ゲスの極み乙女。『達磨林檎』(2017)
本来なら昨年11月に先行配信、12月にパッケージが発売されていたはずの本作が、約半年の延期を経てついにリリース。昨年の時点でMVが公開されていた2曲以外は、ようやく正式な形で聴くことができるようになったわけですが、そのきらびやかさと多幸感に満ち溢れたサウンドに驚かされるリスナーも多いのではないでしょうか。
どこかひねくれたイメージのある彼らですが、その資質は残しつつも、それ以上にパーっとまばゆい光が広がるようなポップさは過去随一。
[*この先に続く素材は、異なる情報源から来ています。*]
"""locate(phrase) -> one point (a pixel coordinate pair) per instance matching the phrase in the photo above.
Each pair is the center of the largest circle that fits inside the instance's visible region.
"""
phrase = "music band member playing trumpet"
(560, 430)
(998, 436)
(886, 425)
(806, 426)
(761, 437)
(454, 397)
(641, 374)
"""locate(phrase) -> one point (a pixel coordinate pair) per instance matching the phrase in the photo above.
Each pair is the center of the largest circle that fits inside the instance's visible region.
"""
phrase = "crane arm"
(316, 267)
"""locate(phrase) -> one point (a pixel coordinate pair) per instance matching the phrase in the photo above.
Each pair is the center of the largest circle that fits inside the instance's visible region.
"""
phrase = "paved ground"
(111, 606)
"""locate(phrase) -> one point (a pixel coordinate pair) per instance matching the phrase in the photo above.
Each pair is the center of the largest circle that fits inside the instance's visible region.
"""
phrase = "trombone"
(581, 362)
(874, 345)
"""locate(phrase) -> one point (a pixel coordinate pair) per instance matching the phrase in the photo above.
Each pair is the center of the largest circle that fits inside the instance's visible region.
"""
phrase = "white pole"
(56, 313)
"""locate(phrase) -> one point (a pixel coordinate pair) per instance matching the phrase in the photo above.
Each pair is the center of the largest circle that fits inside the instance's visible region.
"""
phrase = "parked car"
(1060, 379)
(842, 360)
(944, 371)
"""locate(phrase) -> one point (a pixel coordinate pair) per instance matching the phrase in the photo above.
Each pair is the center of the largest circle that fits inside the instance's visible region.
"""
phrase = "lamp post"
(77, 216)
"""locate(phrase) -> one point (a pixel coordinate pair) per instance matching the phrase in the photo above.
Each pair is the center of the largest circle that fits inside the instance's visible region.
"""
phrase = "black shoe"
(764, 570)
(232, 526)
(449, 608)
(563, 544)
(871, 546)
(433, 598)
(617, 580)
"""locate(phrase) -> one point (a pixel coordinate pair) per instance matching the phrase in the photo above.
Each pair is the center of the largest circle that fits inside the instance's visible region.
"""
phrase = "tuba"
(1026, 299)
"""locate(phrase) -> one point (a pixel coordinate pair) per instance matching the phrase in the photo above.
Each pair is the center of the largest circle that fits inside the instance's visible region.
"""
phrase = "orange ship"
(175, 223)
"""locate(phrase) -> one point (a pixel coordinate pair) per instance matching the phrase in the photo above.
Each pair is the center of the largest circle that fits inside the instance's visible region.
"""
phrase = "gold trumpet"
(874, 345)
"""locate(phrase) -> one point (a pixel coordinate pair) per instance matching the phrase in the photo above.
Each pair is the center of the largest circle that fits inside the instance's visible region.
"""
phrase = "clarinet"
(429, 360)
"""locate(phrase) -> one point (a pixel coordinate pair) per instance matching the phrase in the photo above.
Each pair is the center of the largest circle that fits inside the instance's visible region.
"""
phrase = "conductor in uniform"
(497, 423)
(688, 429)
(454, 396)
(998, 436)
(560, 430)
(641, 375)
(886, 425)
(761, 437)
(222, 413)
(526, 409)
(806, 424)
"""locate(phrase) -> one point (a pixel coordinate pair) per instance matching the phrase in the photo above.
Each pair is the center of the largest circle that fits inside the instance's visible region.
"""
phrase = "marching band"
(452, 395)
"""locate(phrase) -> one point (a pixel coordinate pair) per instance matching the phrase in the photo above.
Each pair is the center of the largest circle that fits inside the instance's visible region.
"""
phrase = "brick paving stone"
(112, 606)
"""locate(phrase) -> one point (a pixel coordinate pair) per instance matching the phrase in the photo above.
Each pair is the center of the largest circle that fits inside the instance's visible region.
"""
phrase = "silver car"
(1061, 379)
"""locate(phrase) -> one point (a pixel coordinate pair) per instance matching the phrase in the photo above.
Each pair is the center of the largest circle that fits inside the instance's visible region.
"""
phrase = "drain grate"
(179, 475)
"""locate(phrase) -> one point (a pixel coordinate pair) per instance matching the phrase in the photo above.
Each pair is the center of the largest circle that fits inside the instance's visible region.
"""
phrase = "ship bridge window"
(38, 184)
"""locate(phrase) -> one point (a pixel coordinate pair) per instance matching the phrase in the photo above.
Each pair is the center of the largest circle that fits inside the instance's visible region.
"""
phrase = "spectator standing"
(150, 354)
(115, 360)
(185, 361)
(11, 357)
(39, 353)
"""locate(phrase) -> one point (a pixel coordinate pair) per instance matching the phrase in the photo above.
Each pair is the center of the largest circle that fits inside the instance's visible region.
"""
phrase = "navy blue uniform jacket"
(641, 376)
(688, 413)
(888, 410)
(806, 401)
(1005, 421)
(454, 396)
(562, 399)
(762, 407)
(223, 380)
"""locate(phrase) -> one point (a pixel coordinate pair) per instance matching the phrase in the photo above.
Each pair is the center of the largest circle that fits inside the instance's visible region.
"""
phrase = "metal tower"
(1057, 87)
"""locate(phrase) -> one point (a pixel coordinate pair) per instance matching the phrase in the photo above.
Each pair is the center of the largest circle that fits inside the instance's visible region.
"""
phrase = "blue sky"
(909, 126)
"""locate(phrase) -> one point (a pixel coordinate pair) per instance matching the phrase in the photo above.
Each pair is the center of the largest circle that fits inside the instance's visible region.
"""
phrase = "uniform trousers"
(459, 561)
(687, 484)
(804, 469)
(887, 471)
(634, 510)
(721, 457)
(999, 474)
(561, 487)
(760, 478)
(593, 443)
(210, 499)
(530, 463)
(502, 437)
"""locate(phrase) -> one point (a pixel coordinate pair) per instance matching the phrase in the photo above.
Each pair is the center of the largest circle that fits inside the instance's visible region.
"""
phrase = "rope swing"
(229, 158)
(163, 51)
前作『両成敗』が全体を覆うロック度の高さでグイグイ引っ張る作風だとしたら、今作は時に訪れる穏やかさと、ところどころに散りばめられた毒の量のバランス比が絶妙です。
特に後者が少し控えめなことで穿った見方をされてしまいそうですが、それは本作を純粋に「音楽」として受け取ってほしい、楽しんでほしいという思いの表れではないかと推測。こんな状況だからこそ、歌詞やサウンドの偏った解釈はいくらでもできる。でも、そんなネガティブさもを凌駕する“突き抜け感”は今こそ正当に評価されるべきだと力説したい1枚です。
※このレビューは本作リリース時、『TV BROS.』に掲載されものを加筆・修正して掲載しています。